Centralized search is great, but it is an avenue for censoship
Problems to solve:
- Have indexing of data be performed by everyone to avoid centralization
- Map key words to hashes of data that contains those keywords
- Ability to sort results based on some criteria
- Who viewed this page before
- How does it use the keywords
- Number of times
- If in a webpage, which section is it in
- What links to this data
- Size of data
- Ability to search for multiple keywords
- Automatically fix for common spelling errors and word synonyms
- Prevent spam from crippling the network
- Prevent malicious nodes from serving invalid content
- Every result should have data for proving that they actually have something
Plugin should passively listen to all the webistes a person visits, and queue up jobs for indexing the pages.

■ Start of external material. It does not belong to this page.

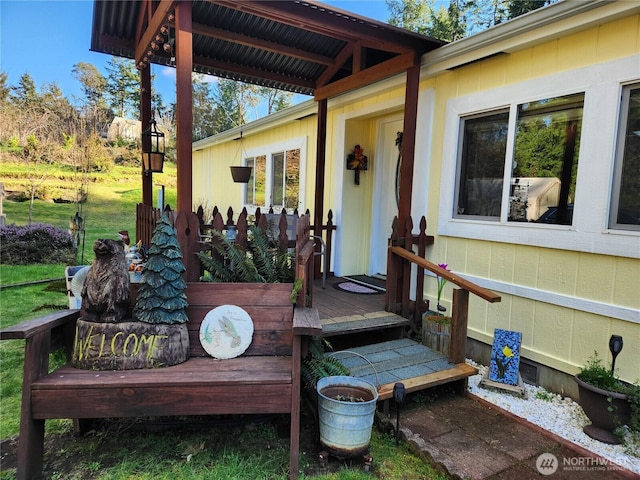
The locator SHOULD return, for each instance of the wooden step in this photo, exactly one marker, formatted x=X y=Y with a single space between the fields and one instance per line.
x=405 y=361
x=362 y=323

When seeing a new web page:
- Query the DHT to see if somebody has indexed it before
- If it has been seen before, have a percent chance of ignoring it
- Process it to get the main textual content out using semantic HTML rules
- Filter out common words that don't add to the meaning
- Use NLP libraries for English as a start, community should contribute other languages
- Maybe ignore numbers?
- Build up a map of word counts
- unique word : occurance count
and a map of unique word pair : occurance count
- Word pairds should be alphaneumerically sorted
- Iterate through words and word pairs and save it to the DB
- word hash:count as 32 bit hex:content hash
- content hash:count as 32 but hex:word hash
- This will allow for searching for pages by word, or searching for words by page (and then sorting by count)

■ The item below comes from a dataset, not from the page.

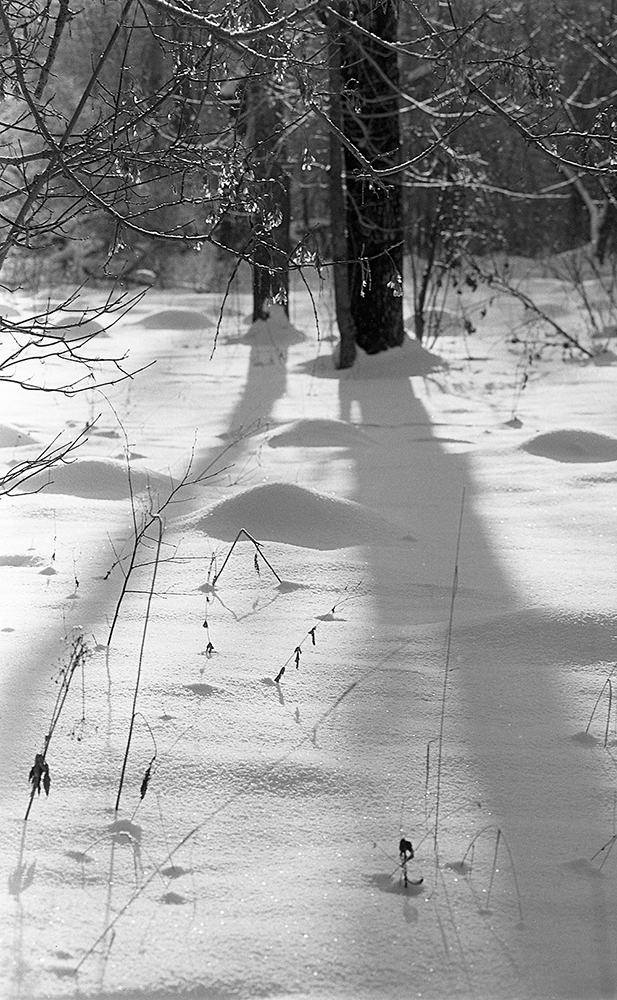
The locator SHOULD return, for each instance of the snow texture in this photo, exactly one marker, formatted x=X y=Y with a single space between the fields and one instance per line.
x=291 y=727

- Iterate through all links in the document
- Save a key of target:source
- Publish to the DHT that this source links to that page
- Publish to the DHT that this page has been indexed (don't include source of who did it for privacy)

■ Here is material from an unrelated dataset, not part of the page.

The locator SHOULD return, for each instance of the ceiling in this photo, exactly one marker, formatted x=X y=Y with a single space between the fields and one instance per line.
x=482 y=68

Periodically rank the confidence in which pages - Search through the locally seen words and order them by number of pages that contain them - Iterate through words with the least numbers of pages - Sort the pages by which one is more relevant - Number of times the word shows up relative to other words - Huge counts of keywords should be discarded - Number of pages that link to this page - A huge number of outgoing links should be discarded - Publish to the DHT pointing the word to the hash - Include the number of pages that reference this - Send the actual hashes if possible - Otherwise, publish a block with the list and link to that
Performing a search - Process search terms using NLP from before - Build up pairs - Query for results locally and display confident matches right away - Query the DHT for matches for keyword pairs - If no results for pairs exist, search for individual words and do a union - Build up results in a list, take a second or two to search for a bunch of results - Rank initial search by confidence (links to pages, number of times it appeared in the DHT) - Start fetching results using streams - Parse enough to read the <title> of the page before showing the result - Otherwise take the first n characters of text and display that - Add verification step to results in order to verify that the links are valid, and that the keywords actually exist (Not for local results, of course) - Cache verified results locally - Invalid items should be filtered out - Might make sense to have a DB of blacklists which will ignore results for keywords (prevent having to verify page again)
One big Problem that I see is:
A file is just on one node or the client-node gets disconnected from the part of the net where the file is.
The file could not be found error.
This Problem will digress when the network has grown to a certain size. But for the beginning, this will be the most critical error that will frustrate non-it-people and drive them from using the system. IPFS is promising: no more 404 Errors no broken Links. But there are going to be broken links all the time, broken because the file can't be reached.
Another Problem is ... if you decentralize the centralized everybody has to take on the weight of the "Center-nodes". So these Center-nodes are servers of Google, Facebook etc.
That means, everybody will have to store all the data, or at least a part of it, on their pc's.
Possible solution ideas:
A Meta-distributed structure: have search nodes running. They do the indexing and other stuff.
Have the Search-Database as a part of a IPFS node and a protocol so that they can communicate and share the weight.
As I wrote ... just ideas
You talk a lot about HTML what about other types of files?